I still play this album often, but part of its appeal when it was released was that it was just so damn unexpected. No one ever thought Becker could deliver a whole album’s worth of lead vocals, for one thing, but he does a pretty good job. His voice is difficult to assess: it has a laconic, amateurish, not-really-trying quality which is less intense and distinctive than Fagen’s, but somehow a bit easier to live with. The album is full of great songs, too: Down In The Bottom, Junkie Girl, Book Of Liars, Girlfriend, Lucky Henry, the magnificently-titled This Moody Bastard. Of course it sounds very much like Steely Dan, which might, I suppose, only be mildly surprising to someone who always assumed Fagen to be the ‘main man’. Though I should probably mention that he is credited here as co-producer.
Anyway, the other refreshing surprise for me, when I first heard this album, was its slightly rough-edged, homemade sound. Whereas later Steely Dan is sometimes criticized for being too ‘slick’, this sometimes sounds almost like a demo tape. It’s more rhythmically varied and interesting than a lot of Late Dan, too.
Don’t get me wrong, these guys are heroes of mine. I’m delighted they’re still around, and there were moments in the New York show I saw a couple of years ago that sent shivers down my spine. I can’t believe I have the nerve to be even hesitantly and ever-so-politely critical, but I do think their sound of late has become a bit set-in-stone. Maybe they should go back and give this album another listen. And maybe Pretzel Logic, too.
* For anyone who’s interested: the Classics label – also known as Chronological Classics – is a series of several hundred compilations of classic jazz from the pre-LP era, launched in 1989 by a Frenchman, Gilles Pétard.
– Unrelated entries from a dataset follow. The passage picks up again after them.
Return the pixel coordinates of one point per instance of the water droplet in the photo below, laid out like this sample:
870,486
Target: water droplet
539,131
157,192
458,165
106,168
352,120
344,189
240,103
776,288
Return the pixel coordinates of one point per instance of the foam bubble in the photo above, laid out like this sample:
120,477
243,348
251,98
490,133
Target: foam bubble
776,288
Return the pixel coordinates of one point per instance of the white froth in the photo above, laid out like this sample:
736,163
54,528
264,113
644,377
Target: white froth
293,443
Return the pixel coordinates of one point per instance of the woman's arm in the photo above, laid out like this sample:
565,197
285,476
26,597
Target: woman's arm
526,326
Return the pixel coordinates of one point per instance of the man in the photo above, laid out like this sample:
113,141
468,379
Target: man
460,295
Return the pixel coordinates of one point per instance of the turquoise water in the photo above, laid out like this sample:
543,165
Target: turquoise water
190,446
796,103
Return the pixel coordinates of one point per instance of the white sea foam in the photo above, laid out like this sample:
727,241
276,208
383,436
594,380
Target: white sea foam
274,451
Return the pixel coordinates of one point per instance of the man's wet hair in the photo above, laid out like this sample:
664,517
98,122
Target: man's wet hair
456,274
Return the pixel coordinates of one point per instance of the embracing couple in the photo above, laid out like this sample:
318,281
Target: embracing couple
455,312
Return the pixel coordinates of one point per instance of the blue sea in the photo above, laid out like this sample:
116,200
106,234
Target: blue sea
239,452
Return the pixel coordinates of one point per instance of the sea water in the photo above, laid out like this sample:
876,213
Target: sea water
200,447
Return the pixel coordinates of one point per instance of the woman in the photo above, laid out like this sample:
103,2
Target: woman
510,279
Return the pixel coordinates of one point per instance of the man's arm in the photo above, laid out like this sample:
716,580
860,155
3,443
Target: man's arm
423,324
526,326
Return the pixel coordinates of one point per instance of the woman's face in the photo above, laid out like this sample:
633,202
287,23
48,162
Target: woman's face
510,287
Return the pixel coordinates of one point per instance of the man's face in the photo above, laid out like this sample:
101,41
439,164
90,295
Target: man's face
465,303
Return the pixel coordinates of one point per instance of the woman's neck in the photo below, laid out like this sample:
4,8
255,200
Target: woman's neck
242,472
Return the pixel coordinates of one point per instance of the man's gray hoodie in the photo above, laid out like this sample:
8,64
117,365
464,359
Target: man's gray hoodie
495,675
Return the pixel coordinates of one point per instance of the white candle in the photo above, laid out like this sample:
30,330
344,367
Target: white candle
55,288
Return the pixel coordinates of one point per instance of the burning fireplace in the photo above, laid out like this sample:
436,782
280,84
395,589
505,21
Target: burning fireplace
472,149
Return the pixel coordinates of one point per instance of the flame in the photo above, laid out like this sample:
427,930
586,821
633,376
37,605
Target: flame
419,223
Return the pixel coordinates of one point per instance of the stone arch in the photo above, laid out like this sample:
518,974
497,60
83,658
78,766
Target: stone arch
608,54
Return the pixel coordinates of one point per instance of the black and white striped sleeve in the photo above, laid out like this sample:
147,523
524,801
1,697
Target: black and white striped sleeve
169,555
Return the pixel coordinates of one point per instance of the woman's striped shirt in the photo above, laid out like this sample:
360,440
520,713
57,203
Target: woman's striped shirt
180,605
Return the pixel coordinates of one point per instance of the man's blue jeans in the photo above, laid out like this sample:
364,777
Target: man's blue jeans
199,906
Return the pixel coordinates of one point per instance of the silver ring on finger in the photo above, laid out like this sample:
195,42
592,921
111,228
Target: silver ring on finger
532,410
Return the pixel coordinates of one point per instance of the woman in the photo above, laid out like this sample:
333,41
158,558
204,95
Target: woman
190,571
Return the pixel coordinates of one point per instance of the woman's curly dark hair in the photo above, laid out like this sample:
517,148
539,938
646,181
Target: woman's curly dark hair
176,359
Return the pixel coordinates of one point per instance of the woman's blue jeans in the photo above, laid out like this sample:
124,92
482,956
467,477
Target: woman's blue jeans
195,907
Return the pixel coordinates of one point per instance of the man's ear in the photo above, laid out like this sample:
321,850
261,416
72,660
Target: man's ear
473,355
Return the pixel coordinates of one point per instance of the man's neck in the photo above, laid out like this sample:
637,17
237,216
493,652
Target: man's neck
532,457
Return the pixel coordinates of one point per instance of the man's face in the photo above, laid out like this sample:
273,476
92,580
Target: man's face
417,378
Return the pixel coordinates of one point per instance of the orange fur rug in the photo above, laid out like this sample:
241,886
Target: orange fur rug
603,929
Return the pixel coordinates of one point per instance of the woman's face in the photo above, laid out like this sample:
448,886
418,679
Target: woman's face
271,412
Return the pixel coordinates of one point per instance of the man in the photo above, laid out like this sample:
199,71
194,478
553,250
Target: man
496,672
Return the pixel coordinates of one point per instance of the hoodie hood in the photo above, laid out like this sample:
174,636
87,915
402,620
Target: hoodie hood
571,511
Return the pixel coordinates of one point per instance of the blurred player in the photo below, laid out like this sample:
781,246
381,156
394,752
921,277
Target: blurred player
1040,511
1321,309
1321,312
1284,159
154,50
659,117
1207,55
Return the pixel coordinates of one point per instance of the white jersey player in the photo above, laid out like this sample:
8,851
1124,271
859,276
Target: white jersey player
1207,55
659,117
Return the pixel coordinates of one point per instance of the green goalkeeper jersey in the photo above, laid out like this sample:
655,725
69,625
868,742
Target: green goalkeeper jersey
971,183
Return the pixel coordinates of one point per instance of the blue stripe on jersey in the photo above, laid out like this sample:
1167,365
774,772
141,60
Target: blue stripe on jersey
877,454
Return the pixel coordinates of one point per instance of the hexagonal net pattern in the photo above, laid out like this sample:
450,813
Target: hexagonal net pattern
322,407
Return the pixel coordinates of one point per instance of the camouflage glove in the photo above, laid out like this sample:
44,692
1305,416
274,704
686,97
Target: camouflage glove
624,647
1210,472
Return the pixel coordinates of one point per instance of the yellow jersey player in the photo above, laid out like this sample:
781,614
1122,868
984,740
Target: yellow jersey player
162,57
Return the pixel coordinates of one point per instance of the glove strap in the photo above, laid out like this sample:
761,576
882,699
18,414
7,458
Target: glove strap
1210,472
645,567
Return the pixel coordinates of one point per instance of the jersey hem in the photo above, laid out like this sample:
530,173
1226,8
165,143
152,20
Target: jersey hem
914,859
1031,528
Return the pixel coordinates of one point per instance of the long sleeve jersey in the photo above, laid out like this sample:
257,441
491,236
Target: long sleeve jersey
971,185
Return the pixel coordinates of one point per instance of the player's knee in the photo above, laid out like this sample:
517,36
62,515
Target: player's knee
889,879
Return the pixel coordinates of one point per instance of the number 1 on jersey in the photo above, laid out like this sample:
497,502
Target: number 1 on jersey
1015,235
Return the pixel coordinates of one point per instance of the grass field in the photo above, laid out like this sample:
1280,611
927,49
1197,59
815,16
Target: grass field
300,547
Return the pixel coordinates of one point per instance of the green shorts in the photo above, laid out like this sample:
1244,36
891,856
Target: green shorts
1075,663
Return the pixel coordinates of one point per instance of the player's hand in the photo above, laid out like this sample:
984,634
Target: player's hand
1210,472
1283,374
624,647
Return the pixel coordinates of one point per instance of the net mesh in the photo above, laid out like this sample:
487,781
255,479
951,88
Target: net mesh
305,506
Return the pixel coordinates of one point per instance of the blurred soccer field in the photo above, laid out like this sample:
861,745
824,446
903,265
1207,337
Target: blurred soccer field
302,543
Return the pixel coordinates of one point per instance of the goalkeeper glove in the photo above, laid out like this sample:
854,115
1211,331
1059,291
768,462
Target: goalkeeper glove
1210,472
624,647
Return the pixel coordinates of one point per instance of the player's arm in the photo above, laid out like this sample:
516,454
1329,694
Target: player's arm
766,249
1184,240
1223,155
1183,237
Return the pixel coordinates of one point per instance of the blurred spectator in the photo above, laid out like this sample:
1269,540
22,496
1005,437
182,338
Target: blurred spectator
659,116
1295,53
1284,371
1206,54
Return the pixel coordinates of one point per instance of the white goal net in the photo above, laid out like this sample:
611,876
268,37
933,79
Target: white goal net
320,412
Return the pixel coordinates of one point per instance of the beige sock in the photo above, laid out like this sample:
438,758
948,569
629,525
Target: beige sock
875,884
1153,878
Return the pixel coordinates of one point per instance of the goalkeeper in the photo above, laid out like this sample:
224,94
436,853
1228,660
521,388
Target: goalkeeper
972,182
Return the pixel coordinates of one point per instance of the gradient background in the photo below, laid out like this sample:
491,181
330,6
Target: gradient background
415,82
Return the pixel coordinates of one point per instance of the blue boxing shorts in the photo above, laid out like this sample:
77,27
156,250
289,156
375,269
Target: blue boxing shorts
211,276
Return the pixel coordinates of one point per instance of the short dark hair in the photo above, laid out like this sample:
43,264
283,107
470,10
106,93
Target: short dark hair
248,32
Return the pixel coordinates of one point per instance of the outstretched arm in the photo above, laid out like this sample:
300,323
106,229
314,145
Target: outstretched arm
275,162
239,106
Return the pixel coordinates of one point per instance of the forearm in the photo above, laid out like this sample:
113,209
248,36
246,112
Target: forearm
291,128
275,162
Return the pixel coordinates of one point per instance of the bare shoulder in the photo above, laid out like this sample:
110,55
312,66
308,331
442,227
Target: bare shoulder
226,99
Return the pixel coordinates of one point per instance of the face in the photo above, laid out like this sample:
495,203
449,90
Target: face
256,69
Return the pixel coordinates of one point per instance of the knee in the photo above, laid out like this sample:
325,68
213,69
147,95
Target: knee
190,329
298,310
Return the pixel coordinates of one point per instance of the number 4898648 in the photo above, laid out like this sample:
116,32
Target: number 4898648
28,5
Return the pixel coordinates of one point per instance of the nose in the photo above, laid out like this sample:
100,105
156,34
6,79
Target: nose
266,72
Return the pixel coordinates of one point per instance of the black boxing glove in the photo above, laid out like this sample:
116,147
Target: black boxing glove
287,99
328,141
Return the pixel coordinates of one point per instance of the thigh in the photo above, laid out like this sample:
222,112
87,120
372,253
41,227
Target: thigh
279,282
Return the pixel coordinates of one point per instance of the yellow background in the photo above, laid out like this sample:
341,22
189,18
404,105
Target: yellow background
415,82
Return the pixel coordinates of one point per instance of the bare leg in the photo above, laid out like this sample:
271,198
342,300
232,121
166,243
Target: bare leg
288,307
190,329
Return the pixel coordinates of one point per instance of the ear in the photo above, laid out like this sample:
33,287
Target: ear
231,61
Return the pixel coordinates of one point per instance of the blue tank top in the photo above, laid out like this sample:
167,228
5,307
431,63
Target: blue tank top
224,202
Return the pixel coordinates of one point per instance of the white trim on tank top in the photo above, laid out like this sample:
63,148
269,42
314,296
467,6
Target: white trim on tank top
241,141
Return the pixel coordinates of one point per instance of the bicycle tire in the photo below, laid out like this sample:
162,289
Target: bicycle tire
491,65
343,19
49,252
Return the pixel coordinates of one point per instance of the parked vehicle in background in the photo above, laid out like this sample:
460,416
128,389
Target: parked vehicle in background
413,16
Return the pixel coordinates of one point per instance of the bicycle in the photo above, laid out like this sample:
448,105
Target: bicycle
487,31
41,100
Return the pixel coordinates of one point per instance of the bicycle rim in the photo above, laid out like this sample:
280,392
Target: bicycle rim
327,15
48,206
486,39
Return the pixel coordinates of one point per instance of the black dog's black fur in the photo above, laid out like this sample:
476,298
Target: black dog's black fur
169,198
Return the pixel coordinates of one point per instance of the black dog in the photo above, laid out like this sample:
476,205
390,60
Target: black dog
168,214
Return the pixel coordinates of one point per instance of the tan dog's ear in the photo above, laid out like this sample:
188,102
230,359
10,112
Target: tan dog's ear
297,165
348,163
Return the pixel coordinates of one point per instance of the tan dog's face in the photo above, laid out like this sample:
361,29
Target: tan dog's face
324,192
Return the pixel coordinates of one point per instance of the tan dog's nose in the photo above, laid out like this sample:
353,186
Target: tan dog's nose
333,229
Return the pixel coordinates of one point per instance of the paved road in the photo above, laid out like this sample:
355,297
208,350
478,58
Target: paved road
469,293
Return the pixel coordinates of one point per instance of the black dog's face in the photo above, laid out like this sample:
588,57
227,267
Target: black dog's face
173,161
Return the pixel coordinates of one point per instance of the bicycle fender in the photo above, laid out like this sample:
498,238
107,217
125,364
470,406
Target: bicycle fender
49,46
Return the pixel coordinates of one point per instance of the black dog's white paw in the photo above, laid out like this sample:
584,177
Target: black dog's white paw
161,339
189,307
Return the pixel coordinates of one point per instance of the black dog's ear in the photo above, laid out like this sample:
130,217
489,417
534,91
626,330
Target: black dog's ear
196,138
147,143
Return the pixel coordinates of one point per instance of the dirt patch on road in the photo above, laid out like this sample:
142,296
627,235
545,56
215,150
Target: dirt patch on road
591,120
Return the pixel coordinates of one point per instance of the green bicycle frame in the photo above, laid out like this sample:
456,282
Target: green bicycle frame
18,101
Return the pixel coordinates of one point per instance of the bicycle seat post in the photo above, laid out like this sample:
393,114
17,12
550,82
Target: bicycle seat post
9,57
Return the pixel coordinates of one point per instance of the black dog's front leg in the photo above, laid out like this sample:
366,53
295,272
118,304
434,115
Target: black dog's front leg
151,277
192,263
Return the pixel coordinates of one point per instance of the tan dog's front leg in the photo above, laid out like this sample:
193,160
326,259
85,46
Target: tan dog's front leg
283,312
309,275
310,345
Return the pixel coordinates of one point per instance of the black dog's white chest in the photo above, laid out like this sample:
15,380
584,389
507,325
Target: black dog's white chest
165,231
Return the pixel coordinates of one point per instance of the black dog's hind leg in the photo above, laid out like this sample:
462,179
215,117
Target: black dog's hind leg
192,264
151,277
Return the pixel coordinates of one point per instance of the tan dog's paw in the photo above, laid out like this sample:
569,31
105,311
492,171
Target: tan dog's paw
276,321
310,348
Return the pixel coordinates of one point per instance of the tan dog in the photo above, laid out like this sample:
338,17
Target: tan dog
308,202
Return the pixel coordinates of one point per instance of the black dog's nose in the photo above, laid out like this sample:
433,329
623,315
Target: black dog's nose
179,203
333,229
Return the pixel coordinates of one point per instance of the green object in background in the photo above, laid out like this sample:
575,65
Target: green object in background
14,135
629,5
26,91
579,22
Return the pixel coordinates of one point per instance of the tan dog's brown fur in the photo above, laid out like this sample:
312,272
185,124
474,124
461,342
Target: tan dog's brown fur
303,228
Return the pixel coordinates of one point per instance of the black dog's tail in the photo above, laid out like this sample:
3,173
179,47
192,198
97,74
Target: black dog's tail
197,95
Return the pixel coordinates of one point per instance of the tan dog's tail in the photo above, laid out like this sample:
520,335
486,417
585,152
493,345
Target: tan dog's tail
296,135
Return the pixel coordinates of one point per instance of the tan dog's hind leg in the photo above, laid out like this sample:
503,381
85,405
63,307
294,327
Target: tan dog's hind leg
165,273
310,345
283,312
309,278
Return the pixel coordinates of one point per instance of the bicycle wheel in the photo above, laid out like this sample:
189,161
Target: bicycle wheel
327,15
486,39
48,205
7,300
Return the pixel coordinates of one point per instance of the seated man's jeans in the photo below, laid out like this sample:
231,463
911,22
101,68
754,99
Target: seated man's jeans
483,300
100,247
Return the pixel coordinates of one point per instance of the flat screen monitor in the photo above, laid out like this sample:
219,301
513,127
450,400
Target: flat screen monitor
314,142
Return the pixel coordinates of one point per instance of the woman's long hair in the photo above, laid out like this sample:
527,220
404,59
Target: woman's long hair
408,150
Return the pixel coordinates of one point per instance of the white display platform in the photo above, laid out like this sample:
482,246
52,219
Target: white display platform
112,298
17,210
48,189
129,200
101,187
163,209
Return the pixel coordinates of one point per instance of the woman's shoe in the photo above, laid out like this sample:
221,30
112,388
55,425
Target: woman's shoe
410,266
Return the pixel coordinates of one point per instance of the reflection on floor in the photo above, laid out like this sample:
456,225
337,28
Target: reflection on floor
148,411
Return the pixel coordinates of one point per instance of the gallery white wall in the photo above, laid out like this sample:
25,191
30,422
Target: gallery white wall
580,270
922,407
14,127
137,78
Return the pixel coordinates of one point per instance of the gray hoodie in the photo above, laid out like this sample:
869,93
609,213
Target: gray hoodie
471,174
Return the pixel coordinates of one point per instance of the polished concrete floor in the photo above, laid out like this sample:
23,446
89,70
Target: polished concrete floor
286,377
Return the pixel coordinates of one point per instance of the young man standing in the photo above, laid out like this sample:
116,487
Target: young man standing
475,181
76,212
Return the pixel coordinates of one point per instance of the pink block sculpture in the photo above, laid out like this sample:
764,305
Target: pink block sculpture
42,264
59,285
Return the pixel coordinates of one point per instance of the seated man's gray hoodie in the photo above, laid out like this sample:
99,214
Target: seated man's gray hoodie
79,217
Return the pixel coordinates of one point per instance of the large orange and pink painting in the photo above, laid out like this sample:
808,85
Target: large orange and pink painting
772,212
I was recently astonished to find out that the whole series was sourced from one collection – a treasure trove of 78 rpm discs amassed by one fanatical jazz geek in Belgium. The Classics CDs include some of the finest compilations of early jazz ever released, but they haven’t had a distributor in quite a few years, and can be hard to find; some have become sought-after collectors’ items.